Complex discounts barely meet demand

As many as 7 locals may reach prep football playoffs
November 4, 2015
Lafourche Chamber to host awards banquet
November 4, 2015
As many as 7 locals may reach prep football playoffs
November 4, 2015
Lafourche Chamber to host awards banquet
November 4, 2015

Many families in Houma may struggle to fi nd a place to live at a rent they can afford.
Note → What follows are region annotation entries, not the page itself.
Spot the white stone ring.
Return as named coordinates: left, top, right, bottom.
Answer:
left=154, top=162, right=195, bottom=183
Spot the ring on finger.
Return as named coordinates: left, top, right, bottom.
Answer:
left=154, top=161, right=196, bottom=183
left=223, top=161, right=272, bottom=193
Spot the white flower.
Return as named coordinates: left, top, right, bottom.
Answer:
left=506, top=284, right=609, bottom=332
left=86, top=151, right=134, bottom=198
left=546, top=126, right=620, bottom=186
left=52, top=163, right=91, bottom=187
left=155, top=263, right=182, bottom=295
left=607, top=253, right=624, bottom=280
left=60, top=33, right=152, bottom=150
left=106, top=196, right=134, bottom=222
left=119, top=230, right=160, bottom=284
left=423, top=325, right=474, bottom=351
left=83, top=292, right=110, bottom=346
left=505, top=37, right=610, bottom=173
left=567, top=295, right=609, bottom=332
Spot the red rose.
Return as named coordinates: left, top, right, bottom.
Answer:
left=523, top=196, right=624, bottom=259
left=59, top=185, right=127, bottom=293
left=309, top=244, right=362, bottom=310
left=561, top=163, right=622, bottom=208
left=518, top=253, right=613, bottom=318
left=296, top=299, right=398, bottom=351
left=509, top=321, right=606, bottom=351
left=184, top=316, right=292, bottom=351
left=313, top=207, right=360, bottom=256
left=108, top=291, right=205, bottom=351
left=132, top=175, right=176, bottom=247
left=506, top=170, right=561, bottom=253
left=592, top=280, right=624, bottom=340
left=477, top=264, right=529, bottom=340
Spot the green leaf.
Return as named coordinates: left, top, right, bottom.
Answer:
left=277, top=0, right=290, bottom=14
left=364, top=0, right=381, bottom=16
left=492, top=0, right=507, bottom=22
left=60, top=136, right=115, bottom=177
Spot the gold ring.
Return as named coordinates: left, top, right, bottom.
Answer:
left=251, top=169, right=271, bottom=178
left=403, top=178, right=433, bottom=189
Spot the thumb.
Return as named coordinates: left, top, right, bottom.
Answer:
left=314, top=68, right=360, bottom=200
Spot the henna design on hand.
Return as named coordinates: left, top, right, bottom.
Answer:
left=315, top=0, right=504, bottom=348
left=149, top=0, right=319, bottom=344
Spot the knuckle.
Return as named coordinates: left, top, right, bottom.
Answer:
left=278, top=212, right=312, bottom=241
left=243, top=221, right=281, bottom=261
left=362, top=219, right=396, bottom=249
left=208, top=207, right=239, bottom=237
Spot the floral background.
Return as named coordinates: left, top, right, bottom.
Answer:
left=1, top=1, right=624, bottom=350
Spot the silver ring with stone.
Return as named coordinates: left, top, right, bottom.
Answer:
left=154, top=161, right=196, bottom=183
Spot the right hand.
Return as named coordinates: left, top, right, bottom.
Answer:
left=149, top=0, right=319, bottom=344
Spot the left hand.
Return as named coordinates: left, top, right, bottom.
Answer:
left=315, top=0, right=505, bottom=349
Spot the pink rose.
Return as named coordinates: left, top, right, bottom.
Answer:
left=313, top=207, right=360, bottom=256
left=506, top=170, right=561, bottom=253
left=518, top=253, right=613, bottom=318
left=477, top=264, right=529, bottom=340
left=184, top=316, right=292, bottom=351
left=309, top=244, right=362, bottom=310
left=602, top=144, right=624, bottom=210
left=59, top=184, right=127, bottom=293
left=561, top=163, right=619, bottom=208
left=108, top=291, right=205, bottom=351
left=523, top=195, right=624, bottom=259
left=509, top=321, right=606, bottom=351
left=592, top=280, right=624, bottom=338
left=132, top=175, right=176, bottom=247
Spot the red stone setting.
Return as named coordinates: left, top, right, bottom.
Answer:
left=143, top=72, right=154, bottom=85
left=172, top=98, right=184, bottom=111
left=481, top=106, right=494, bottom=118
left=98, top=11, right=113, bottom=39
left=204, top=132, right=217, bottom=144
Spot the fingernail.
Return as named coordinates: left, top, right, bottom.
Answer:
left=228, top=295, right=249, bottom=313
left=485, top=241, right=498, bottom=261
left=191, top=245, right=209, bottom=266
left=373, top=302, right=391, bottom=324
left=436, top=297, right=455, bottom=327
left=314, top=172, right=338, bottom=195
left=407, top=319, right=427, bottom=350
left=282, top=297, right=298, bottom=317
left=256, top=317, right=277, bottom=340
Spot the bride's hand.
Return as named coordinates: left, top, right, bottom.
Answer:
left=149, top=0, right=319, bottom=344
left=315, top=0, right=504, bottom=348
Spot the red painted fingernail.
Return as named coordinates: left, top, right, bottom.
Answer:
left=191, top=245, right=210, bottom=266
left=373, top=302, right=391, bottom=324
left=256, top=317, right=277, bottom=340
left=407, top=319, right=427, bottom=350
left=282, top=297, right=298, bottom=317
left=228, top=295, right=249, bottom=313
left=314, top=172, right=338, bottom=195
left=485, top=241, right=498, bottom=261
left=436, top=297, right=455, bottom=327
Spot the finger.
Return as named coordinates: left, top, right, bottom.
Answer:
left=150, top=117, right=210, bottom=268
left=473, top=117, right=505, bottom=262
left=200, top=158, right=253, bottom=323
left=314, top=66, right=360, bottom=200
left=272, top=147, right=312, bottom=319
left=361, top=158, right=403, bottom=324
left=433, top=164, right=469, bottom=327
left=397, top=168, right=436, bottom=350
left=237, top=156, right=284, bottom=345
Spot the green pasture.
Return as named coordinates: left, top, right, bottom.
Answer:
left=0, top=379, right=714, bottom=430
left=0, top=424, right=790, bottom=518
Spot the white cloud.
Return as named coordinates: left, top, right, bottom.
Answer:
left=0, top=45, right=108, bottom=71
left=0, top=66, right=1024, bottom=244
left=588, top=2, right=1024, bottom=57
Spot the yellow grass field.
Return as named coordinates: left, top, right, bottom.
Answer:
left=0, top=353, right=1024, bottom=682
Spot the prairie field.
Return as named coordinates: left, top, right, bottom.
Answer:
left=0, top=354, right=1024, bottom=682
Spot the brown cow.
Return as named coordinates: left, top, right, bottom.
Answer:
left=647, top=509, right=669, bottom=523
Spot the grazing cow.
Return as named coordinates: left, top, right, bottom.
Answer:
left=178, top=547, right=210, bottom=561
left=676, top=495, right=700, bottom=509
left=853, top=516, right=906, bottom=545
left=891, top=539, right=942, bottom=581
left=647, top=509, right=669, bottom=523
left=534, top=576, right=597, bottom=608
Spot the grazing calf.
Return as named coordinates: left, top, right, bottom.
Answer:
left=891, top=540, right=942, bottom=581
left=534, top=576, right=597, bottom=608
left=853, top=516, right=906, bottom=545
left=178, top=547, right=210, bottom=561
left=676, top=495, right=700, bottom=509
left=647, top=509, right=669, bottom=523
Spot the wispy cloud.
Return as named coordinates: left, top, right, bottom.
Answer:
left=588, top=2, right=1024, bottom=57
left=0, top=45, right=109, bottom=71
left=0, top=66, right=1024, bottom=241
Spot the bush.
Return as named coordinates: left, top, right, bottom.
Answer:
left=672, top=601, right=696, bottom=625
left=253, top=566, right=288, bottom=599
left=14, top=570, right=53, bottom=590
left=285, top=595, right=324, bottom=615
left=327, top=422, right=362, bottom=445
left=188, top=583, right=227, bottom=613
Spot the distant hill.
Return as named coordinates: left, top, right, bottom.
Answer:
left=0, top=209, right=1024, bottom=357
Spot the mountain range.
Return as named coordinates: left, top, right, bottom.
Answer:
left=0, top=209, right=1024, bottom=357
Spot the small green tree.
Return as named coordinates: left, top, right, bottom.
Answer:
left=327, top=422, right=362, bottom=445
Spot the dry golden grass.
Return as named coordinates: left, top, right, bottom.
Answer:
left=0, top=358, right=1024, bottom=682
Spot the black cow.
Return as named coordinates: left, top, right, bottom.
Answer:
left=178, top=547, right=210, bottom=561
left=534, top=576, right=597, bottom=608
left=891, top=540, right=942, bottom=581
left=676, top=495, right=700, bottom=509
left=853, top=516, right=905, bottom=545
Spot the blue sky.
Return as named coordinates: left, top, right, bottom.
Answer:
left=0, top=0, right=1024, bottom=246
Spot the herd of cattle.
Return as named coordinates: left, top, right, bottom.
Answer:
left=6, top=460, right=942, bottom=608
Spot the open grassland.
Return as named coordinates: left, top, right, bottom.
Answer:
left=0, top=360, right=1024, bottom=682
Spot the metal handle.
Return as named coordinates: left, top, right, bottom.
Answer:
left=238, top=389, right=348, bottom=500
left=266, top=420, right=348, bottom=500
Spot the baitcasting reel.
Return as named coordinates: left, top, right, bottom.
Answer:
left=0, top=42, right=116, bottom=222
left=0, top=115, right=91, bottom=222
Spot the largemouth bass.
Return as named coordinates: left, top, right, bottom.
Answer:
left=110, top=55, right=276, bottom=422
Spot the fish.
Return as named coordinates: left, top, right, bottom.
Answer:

Especially when you consider this: according to U.S. Census Bureau data, one in six households in Terrebonne Parish paid a third of their earnings in rent each month between 2008 and 2013.

According to the U.S. Department of Housing and Urban Development, families paying “more than 30 percent of their income for housing are considered cost burdened and may have difficulty affording necessities such as food, clothing, transportation and medical care.”


The Bayou Cane Apartments off er working families more affordable housing options, but only half of the 82 total units that are offered to low-income households are at lowered rent.

That didn’t put a dent in the affordable housing dearth in Terrebonne Parish.

According to the 2013 U.S. Census, out of the estimated 10,039 rental units in Terrebonne Parish, over 40 percent were rented to families with children.


Of those families with children, roughly 44 percent made less than $50,000 in yearly household income.

The median yearly income for a family of four in the Houma-Thibodaux area is $58,700, according to the U.S. Department of Housing and Urban Development.

Anything less than $46,950 for a family of that size is considered low-income.


That is the threshold to qualify for a unit at Bayou Cane Apartments for that sized family.

Tomorrow’s ribbon-cutting for the Bayou Cane Apartment Complex represents a step toward more affordable housing options in Houma, but all of its discounted units are rented and demand is still high.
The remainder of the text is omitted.